Grippe aviaire : vigilance en France après des cas de transmission aux humains en Russie

jeudi 25 février 2021.
 

Sept employés d’une usine russe auraient été contaminés par la souche H5N8. Si cela était confirmé, ce serait la première fois que ce sous-type du virus franchit la barrière des espèces. Côté français, où l’on dénombre 466 foyers de grippe aviaire depuis décembre, on se veut rassurant. Mais les spécialistes restent très attentifs...

Certains scientifiques le voyaient comme l’un de ceux les moins susceptibles d’infecter l’être humain. Mais tous étaient d’accord pour dire que sa capacité à muter rendait l’évaluation incertaine  : samedi, le couperet est tombé. Dans un discours télévisé, Anna Popova, directrice de l’agence sanitaire russe Rospotrebnadzor, a annoncé l’identification d’un premier cas de transmission de la souche H5N8 de la grippe aviaire à l’humain. Des scientifiques ont isolé son matériel génétique chez sept travailleurs d’une même usine de volaille, au sud de la Russie, où une épidémie de grippe A avait frappé les animaux en décembre.

«  Le temps de se préparer  »

L’état des malades n’était pas jugé inquiétant. Ils «  se sentent bien  », estimait Anna Popova.

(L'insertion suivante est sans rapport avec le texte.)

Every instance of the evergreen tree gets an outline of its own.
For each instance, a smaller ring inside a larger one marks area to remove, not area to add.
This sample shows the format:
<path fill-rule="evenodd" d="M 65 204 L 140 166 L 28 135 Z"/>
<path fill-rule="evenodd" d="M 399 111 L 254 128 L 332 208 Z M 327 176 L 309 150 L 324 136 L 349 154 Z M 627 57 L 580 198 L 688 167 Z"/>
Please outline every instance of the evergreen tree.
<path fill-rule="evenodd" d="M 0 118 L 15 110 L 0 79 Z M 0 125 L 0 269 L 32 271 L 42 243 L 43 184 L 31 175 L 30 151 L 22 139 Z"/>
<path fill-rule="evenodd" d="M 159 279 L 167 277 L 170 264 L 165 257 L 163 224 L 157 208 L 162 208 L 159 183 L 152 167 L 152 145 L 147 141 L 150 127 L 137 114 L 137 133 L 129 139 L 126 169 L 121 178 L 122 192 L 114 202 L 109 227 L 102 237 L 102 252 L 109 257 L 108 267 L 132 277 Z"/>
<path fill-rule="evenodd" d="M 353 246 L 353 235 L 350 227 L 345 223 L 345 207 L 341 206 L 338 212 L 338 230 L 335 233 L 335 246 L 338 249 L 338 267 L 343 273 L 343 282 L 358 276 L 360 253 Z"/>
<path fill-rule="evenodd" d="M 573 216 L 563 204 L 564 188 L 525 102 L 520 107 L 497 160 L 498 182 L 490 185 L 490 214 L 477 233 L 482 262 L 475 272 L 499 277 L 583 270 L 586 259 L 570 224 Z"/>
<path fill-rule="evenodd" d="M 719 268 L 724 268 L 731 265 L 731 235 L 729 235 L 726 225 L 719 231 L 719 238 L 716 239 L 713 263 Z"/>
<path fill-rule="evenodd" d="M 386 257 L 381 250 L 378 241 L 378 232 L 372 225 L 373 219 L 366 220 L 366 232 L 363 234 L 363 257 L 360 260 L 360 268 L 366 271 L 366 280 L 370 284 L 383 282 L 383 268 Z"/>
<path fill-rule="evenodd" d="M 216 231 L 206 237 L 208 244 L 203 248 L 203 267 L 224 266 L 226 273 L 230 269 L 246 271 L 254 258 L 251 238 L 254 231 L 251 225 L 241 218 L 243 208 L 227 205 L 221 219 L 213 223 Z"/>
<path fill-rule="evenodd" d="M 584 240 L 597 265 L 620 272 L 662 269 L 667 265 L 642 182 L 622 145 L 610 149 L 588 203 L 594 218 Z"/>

Tous travaillaient en contact avec les animaux  : rien n’indique à ce jour que ce virus soit transmissible d’humain à humain. Une nouvelle mutation n’est toutefois pas à exclure. La découverte de ce week-end, estime Anna Popova, «  donne au monde entier le temps de se préparer  » en créant des tests et un vaccin «  dans le cas où ce virus deviendrait plus pathogène et plus dangereux pour l’homme  ».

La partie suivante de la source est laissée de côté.